Imagine a professional musician being able to explore new compositions without having to play a single note on an instrument. Or an indie game developer populating virtual worlds with realistic sound effects and ambient noise on a shoestring budget. Or a small business owner adding a soundtrack to their latest Instagram post with ease. That’s the promise of AudioCraft — our simple framework that generates high-quality, realistic audio and music from text-based user inputs after training on raw audio signals as opposed to MIDI or piano rolls.
-
Introducing CM3leon, a more efficient, state-of-the-art generative model for text and images
-
Introducing Voicebox: The first generative AI model for speech to generalize across tasks with state-of-the-art performance
-
Introducing speech-to-text, text-to-speech, and more for 1,100+ languages
RECOMMENDED READS
AudioCraft consists of three models: MusicGen, AudioGen, and EnCodec. MusicGen, which was trained with Meta-owned and specifically licensed music, generates music from text-based user inputs, while AudioGen, which was trained on public sound effects, generates audio from text-based user inputs. Today, we’re excited to release an improved version of our EnCodec decoder, which allows for higher quality music generation with fewer artifacts; our pre-trained AudioGen model, which lets you generate environmental sounds and sound effects like a dog barking, cars honking, or footsteps on a wooden floor; and all of the AudioCraft model weights and code. The models are available for research purposes and to further people’s understanding of the technology. We’re excited to give researchers and practitioners access so they can train their own models with their own datasets for the first time and help advance the state of the art.
From text to audio with ease
In recent years, generative AI models including language models have made huge strides and shown exceptional abilities: from the generation of a wide-variety of images and video from text descriptions exhibiting spatial understanding to text and speech models that perform machine translation or even text or speech dialogue agents. Yet while we’ve seen a lot of excitement around generative AI for images, video, and text, audio has always seemed to lag a bit behind. There’s some work out there, but it’s highly complicated and not very open, so people aren’t able to readily play with it.
Generating high-fidelity audio of any kind requires modeling complex signals and patterns at varying scales. Music is arguably the most challenging type of audio to generate because it’s composed of local and long-range patterns, from a suite of notes to a global musical structure with multiple instruments. Generating coherent music with AI has often been addressed through the use of symbolic representations like MIDI or piano rolls. However, these approaches are unable to fully grasp the expressive nuances and stylistic elements found in music. More recent advances leverage self-supervised audio representation learning and a number of hierarchical or cascaded models to generate music, feeding the raw audio into a complex system in order to capture long-range structures in the signal while generating quality audio. But we knew that more could be done in this field.

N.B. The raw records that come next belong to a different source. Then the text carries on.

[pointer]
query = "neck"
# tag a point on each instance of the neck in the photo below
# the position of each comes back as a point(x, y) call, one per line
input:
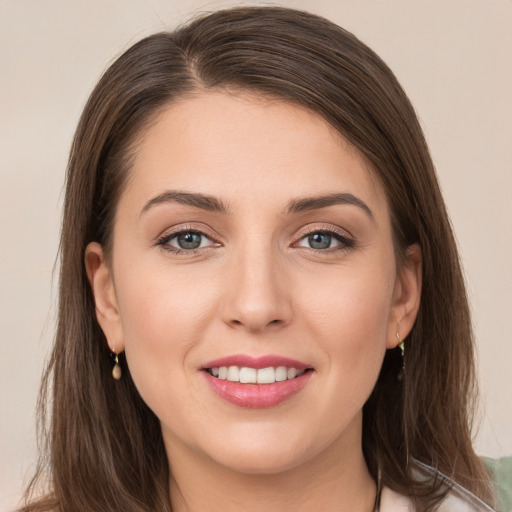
point(336, 480)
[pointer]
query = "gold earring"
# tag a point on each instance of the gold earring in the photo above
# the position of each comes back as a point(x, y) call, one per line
point(400, 344)
point(116, 371)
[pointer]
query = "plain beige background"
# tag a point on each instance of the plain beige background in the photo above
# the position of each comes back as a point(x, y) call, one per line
point(453, 59)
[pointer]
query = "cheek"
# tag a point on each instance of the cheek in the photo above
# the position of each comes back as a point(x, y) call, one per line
point(163, 318)
point(349, 316)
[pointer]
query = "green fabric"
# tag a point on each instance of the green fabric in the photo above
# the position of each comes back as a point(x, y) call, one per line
point(501, 472)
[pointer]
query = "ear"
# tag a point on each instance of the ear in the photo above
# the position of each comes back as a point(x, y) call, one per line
point(103, 290)
point(406, 296)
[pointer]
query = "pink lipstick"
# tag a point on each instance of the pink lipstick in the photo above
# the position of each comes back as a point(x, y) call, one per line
point(259, 382)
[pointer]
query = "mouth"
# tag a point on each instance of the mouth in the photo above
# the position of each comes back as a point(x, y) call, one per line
point(248, 375)
point(256, 382)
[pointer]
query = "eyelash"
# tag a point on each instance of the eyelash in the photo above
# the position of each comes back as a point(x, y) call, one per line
point(345, 241)
point(164, 240)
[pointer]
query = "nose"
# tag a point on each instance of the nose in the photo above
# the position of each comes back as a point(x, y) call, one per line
point(258, 292)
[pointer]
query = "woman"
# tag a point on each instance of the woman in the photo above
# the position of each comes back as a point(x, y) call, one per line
point(261, 303)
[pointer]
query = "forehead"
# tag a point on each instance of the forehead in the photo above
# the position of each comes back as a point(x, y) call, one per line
point(247, 148)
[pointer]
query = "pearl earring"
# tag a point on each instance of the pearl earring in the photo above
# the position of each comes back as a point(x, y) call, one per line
point(116, 371)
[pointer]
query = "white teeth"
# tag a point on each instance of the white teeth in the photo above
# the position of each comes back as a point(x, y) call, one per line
point(281, 373)
point(266, 376)
point(233, 374)
point(246, 375)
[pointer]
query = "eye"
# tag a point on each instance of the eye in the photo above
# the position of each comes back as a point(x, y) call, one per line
point(185, 241)
point(323, 240)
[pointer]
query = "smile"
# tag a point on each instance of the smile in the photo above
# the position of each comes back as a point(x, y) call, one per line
point(247, 375)
point(256, 383)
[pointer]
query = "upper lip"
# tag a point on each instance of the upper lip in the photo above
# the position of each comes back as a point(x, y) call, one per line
point(265, 361)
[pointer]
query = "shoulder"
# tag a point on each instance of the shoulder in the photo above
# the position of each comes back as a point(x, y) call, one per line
point(457, 498)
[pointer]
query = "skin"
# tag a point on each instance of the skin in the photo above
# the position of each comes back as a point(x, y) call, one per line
point(255, 286)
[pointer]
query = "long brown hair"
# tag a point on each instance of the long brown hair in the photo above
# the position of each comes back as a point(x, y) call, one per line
point(104, 449)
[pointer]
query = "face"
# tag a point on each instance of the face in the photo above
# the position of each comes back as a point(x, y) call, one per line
point(252, 283)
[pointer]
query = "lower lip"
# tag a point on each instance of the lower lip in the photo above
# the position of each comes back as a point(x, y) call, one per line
point(257, 396)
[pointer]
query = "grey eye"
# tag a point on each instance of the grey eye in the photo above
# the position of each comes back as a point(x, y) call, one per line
point(320, 240)
point(189, 240)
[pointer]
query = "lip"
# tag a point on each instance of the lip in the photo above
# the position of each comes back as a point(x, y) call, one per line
point(256, 362)
point(256, 396)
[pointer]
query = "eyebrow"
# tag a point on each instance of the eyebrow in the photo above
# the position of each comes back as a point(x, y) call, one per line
point(197, 200)
point(213, 204)
point(315, 203)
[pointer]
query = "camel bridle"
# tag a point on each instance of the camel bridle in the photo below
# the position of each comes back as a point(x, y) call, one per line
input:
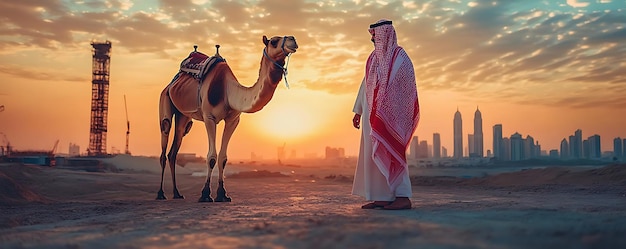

The AudioCraft family of models is capable of producing high-quality audio with long-term consistency, and it can be easily interacted with through a natural interface. With AudioCraft, we simplify the overall design of generative models for audio compared to prior work in the field — giving people the full recipe to play with the existing models that Meta has been developing over the past several years while also empowering them to push the limits and develop their own models.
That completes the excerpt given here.